Hatoum himself has already contributed to the promotion of Arab customs. His first two novels, "Tale of a Certain Orient" and "The Brothers", have as their scenery Lebanese immigration.
Son of a Lebanese father and of a mother who is of Lebanese descent, the author, born in Manaus in 1952, was strongly influenced by his parents and grandparents.
His father, Hassan Hatoum, who has already passed away, had a fabric shop in Manaus, called Esquina das Sedas (Silk Corner). He was also greatly interested in literature, so much so that he subscribed to literary magazines from Lebanon and Egypt.
Inspiration
A trip he took to Lebanon with his father in 1992 may serve as inspiration for a future non-fiction book. "It was a return to our roots, I was very touched by the trip," he said.
Apart from the beautiful historical monuments, the hospitality and the contact with relatives who had been separated by time and space impressed the author. "Lebanon is very Brazilian and Brazil is very Arab," he said.
"Ashes of the Amazon", which won the Jabuti this year, is not about Lebanese immigration, but, as is the case with his other novels, is set in the Amazon, also a great influence to the author.
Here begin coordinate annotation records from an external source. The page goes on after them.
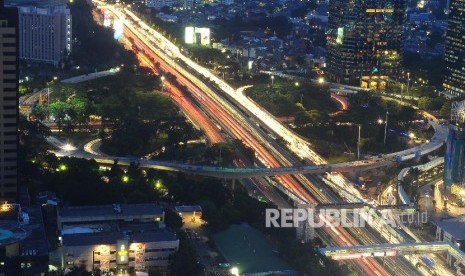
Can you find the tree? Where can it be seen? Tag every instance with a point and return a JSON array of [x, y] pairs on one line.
[[425, 103], [172, 219], [40, 112], [184, 262]]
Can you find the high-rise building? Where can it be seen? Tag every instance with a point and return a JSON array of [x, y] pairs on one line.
[[454, 77], [365, 41], [8, 102], [45, 32]]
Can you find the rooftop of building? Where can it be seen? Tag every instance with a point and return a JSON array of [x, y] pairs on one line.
[[84, 239], [110, 210], [453, 226], [191, 208], [36, 243]]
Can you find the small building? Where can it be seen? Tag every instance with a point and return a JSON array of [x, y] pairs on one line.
[[123, 238], [23, 244], [122, 251], [451, 230]]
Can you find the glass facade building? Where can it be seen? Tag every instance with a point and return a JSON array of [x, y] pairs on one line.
[[454, 78], [9, 110], [365, 41]]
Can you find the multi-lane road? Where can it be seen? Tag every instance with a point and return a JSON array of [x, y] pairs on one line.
[[233, 112]]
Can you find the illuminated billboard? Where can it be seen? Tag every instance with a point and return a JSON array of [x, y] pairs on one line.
[[194, 35], [189, 35], [118, 28], [106, 19], [204, 35]]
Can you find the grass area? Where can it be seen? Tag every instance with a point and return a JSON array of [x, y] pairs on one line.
[[245, 248]]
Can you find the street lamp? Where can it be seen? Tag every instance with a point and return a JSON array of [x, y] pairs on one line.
[[401, 90], [408, 84]]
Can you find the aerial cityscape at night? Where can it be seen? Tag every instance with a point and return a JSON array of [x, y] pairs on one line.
[[227, 137]]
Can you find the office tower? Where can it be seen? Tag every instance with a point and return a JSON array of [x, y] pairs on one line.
[[365, 41], [454, 73], [8, 102], [45, 32]]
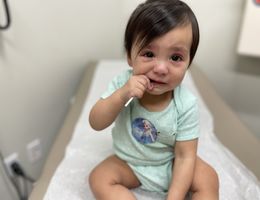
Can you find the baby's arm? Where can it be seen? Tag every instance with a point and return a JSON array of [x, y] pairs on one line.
[[105, 111], [183, 169]]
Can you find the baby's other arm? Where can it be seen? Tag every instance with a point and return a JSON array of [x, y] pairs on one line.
[[183, 169], [105, 111]]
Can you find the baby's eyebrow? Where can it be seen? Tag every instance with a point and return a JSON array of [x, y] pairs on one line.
[[180, 48]]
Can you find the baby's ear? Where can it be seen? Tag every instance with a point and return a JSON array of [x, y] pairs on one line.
[[129, 61]]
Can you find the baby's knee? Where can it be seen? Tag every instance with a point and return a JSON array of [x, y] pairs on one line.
[[213, 179]]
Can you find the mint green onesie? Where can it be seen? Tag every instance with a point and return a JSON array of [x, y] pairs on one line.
[[145, 140]]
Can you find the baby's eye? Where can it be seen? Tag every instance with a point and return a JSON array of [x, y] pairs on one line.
[[148, 54], [176, 58]]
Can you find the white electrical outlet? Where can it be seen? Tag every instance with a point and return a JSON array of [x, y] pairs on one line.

"The book was written based on my experience in the 1960s and 1970s. It is a story of friendship and of a family drama," he said. The friendship, in this case, is between Olavo and Raimundo, the former an orphan brought up by impoverished uncles and the other, a son of rich parents.
Hatoum has won the award for the third time, one for each of his novels. "Winning this award is crossing a filter of hundreds of books. It was certainly a great surprise and should attract readers and help promote the novel," he said. "In Amazonas it was celebrated, as it is not common for writers from the state to receive the award," he added.
Hatoum’s next novel, which should be released next year, will also be set in the Amazon. "It will be a short novel about the myth of the enchanted city of the Amazon, on the river bed, which will serve as a pretext to tell the story of a family drama," he said.
In 2007 the author also intends to release a book of short stories and he should also spend some time giving literature classes at Stanford University, in the United States.